Are you sure you want to do this?
However, accurate reporting could actually unearth more problems than there were before. For example, today a 30 second spot during the Superbowl can cost $1m and reach an audience of about 95 million. That’s a CPM (cost per thousand) of only $10.50. Ten meager dollars to reach 1000 people for 30 seconds. Right?
No! If advanced metrics comes to the television industry, then the ball falls into the advertisers’ court. As a buyer, you’ll be able to tell exactly how many people fast-forwarded through those commercials or the average amount of time spent on the commercial before fast-forwarding. They can even tell you what kind of TV someone has and the resolution their viewing your commercial in. So if it appears that they have the latest and greatest TV there really might not be a point of touting your new latest and greatest TV.

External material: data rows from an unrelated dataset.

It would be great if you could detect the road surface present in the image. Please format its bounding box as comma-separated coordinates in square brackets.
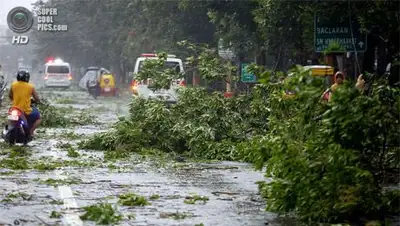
[0, 91, 293, 226]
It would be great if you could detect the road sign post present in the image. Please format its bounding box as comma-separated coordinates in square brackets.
[240, 63, 257, 83]
[314, 17, 367, 52]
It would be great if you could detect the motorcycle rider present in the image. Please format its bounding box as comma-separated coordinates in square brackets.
[9, 70, 42, 139]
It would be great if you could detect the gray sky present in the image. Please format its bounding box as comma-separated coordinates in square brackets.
[0, 0, 36, 25]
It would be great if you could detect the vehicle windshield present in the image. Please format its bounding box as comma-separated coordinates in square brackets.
[139, 61, 181, 72]
[47, 66, 69, 74]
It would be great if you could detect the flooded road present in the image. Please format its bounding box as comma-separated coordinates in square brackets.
[0, 91, 286, 226]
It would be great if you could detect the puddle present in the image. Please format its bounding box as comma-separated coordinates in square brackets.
[0, 91, 293, 226]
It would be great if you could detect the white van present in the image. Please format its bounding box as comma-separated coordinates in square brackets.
[44, 60, 72, 88]
[131, 53, 185, 101]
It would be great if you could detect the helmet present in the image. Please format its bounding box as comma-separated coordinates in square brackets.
[17, 70, 31, 82]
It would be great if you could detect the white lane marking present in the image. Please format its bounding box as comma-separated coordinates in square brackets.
[55, 170, 83, 226]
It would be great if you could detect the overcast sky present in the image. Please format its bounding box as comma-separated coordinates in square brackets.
[0, 0, 36, 25]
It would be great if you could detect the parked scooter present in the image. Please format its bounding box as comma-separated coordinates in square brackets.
[2, 100, 34, 145]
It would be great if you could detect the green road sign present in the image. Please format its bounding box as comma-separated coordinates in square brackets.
[240, 63, 257, 83]
[314, 17, 367, 52]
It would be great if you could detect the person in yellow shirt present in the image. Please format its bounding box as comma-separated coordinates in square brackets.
[322, 71, 344, 101]
[9, 70, 41, 139]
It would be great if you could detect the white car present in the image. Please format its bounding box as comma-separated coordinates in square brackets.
[131, 53, 185, 101]
[44, 60, 72, 88]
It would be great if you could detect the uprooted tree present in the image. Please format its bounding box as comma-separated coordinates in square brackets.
[81, 46, 400, 222]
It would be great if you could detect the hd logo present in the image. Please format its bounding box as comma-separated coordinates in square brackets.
[12, 35, 29, 45]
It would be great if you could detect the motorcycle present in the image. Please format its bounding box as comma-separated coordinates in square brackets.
[2, 100, 33, 145]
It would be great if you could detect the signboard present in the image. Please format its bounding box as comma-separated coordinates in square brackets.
[218, 39, 235, 60]
[314, 17, 367, 52]
[240, 63, 257, 83]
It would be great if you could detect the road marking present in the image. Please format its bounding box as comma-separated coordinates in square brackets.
[55, 170, 83, 226]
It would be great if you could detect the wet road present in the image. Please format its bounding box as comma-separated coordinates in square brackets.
[0, 91, 289, 226]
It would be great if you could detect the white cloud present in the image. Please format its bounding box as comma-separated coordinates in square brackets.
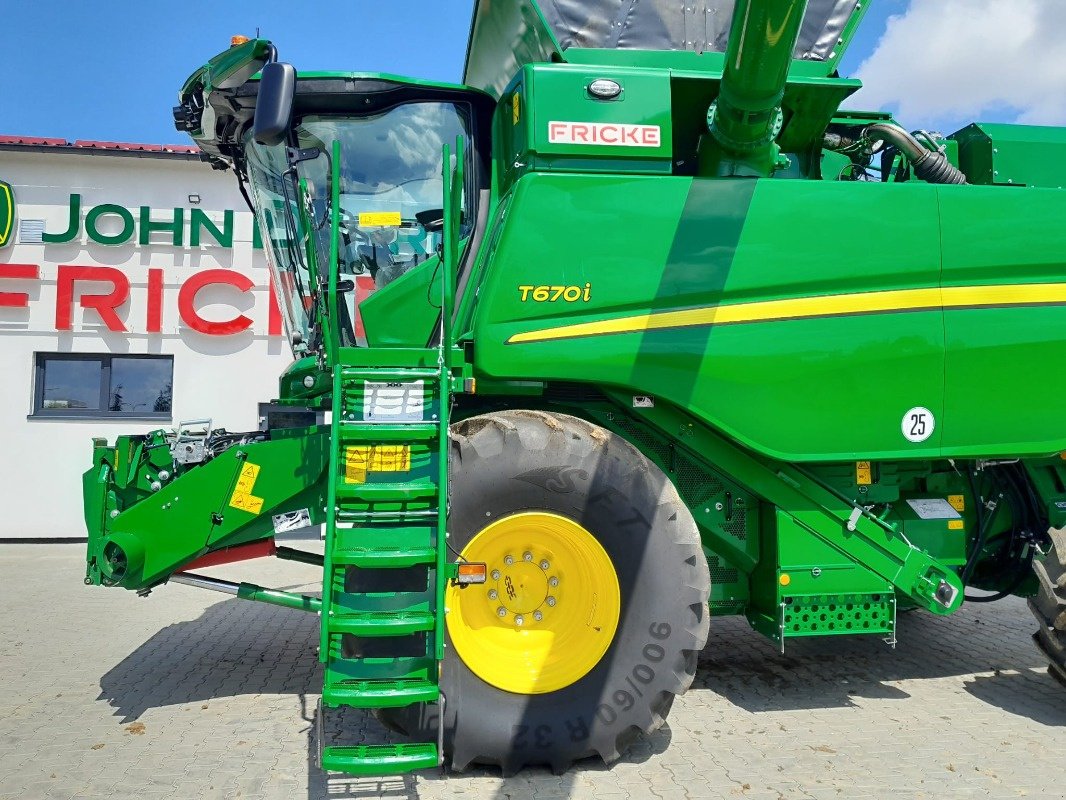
[846, 0, 1066, 132]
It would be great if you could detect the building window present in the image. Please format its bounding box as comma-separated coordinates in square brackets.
[33, 353, 174, 419]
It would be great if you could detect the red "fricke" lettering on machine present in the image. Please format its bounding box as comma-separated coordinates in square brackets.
[548, 122, 662, 147]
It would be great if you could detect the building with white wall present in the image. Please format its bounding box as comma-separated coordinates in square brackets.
[0, 137, 292, 539]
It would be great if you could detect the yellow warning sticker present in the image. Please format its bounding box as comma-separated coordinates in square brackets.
[344, 445, 410, 483]
[855, 461, 873, 486]
[229, 462, 263, 514]
[359, 211, 403, 228]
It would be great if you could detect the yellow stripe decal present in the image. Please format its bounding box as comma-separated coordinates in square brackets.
[507, 284, 1066, 345]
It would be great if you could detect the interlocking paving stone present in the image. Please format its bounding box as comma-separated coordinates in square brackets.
[0, 542, 1066, 800]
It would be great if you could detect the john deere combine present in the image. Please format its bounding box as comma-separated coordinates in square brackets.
[85, 0, 1066, 774]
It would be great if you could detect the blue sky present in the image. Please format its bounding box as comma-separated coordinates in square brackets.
[0, 0, 1060, 143]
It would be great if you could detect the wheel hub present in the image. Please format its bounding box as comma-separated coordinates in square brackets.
[447, 512, 620, 693]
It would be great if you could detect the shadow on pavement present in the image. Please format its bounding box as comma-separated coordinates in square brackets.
[966, 671, 1066, 727]
[97, 587, 672, 800]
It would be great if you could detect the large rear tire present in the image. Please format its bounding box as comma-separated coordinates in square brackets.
[382, 411, 710, 774]
[1029, 528, 1066, 686]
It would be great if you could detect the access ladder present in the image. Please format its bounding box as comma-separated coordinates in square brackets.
[318, 348, 450, 775]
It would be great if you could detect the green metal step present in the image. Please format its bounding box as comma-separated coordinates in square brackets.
[340, 422, 440, 445]
[337, 481, 438, 501]
[322, 677, 440, 708]
[333, 547, 437, 570]
[337, 508, 439, 525]
[322, 743, 440, 777]
[341, 367, 440, 383]
[325, 611, 436, 636]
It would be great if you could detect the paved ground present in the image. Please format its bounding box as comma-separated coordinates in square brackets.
[0, 544, 1066, 800]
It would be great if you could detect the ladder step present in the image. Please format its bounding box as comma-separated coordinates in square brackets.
[333, 547, 437, 570]
[322, 677, 440, 708]
[340, 422, 440, 445]
[322, 743, 440, 777]
[337, 481, 437, 500]
[337, 508, 440, 525]
[341, 367, 440, 383]
[326, 611, 436, 637]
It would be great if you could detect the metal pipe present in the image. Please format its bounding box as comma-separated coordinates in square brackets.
[169, 572, 322, 613]
[863, 123, 932, 163]
[709, 0, 807, 154]
[862, 123, 966, 185]
[169, 572, 241, 594]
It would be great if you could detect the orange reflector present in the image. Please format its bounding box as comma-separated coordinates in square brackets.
[455, 561, 488, 583]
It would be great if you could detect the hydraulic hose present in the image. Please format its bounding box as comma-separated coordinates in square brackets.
[862, 123, 966, 185]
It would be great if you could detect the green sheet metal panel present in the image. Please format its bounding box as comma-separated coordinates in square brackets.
[950, 123, 1066, 189]
[474, 175, 943, 461]
[937, 187, 1066, 457]
[463, 0, 869, 97]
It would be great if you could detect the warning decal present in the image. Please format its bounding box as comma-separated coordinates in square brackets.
[229, 463, 263, 514]
[344, 445, 410, 483]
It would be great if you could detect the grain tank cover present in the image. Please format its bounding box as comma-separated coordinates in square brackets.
[537, 0, 859, 61]
[463, 0, 870, 97]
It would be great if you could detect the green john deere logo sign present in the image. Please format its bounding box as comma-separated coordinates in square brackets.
[0, 180, 15, 247]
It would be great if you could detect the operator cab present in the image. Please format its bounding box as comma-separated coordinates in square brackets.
[242, 75, 494, 355]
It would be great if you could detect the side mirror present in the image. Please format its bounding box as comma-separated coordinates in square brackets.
[252, 61, 296, 146]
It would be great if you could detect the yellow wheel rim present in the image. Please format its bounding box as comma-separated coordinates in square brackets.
[447, 512, 620, 694]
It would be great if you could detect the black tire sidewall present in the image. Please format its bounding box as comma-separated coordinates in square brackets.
[441, 412, 709, 771]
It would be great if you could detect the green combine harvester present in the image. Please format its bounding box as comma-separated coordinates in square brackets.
[84, 0, 1066, 774]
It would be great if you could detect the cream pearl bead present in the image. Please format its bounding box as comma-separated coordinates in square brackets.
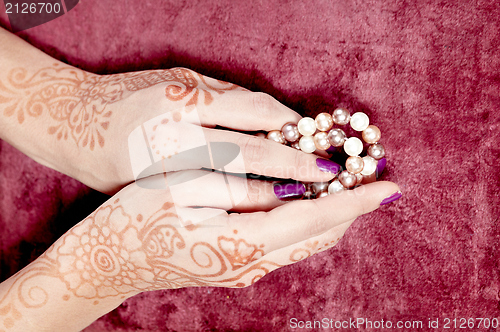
[267, 130, 286, 144]
[339, 171, 358, 189]
[328, 128, 346, 148]
[299, 136, 316, 153]
[314, 113, 333, 131]
[361, 156, 377, 175]
[314, 131, 331, 151]
[344, 137, 363, 156]
[332, 108, 351, 126]
[297, 117, 316, 136]
[354, 173, 363, 186]
[345, 156, 363, 174]
[362, 125, 381, 144]
[328, 179, 345, 195]
[351, 112, 370, 131]
[367, 143, 385, 160]
[281, 122, 300, 143]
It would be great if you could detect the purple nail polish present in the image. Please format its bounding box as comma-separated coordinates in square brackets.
[316, 158, 340, 174]
[274, 182, 306, 201]
[380, 191, 403, 205]
[326, 146, 337, 153]
[375, 158, 387, 179]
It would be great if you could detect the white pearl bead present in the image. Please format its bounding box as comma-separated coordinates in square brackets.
[344, 137, 363, 156]
[315, 113, 333, 131]
[361, 156, 377, 175]
[351, 112, 370, 131]
[297, 118, 316, 136]
[328, 180, 344, 195]
[299, 136, 316, 153]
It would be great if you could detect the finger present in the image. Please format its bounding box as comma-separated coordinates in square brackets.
[204, 128, 340, 182]
[141, 170, 288, 212]
[199, 90, 302, 131]
[225, 182, 399, 252]
[252, 219, 355, 266]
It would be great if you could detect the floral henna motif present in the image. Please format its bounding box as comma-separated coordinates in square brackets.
[0, 199, 338, 331]
[0, 64, 238, 150]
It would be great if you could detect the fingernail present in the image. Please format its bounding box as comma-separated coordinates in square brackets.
[316, 158, 340, 174]
[274, 182, 306, 201]
[375, 158, 387, 179]
[380, 191, 403, 205]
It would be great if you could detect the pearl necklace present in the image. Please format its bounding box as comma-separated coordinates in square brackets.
[266, 108, 385, 198]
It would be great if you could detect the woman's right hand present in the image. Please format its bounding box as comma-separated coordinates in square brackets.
[0, 171, 399, 331]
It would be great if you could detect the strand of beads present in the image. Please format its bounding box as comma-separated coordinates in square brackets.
[267, 108, 385, 197]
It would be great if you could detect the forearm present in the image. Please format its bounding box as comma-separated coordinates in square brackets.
[0, 28, 97, 172]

The possibilities are endless but what they essentially do is provide an advertiser with many options to become infinitely granular with their targeting. Ad buys get smaller and advertisers demand much more from them. It’s also a slippery slope because as soon as one broadcaster offers targeted ads they all will. Eventually, the targeting gets more sophisticated in an attempt to win over more advertising.
This is exactly the reason why online video advertising, which started with lots of promise and premium (isn’t it funny how those two always go hand in hand), has seen a steady decline in its CPMs over the past few years. This is why the largest video streaming site, YouTube, isn’t yet profitable.
I’m all for pressuring Nielsen so that they either improve or are done away with completely. But… as the saying goes, “you better be careful what you wish for”.
On the other hand, I also believe that there will soon be a tipping point where people forego the old mediums (newspapers, magazines, TV, radio) and the majority of our media consumption will come from online. At that point, I believe advertising rates will see a rise again.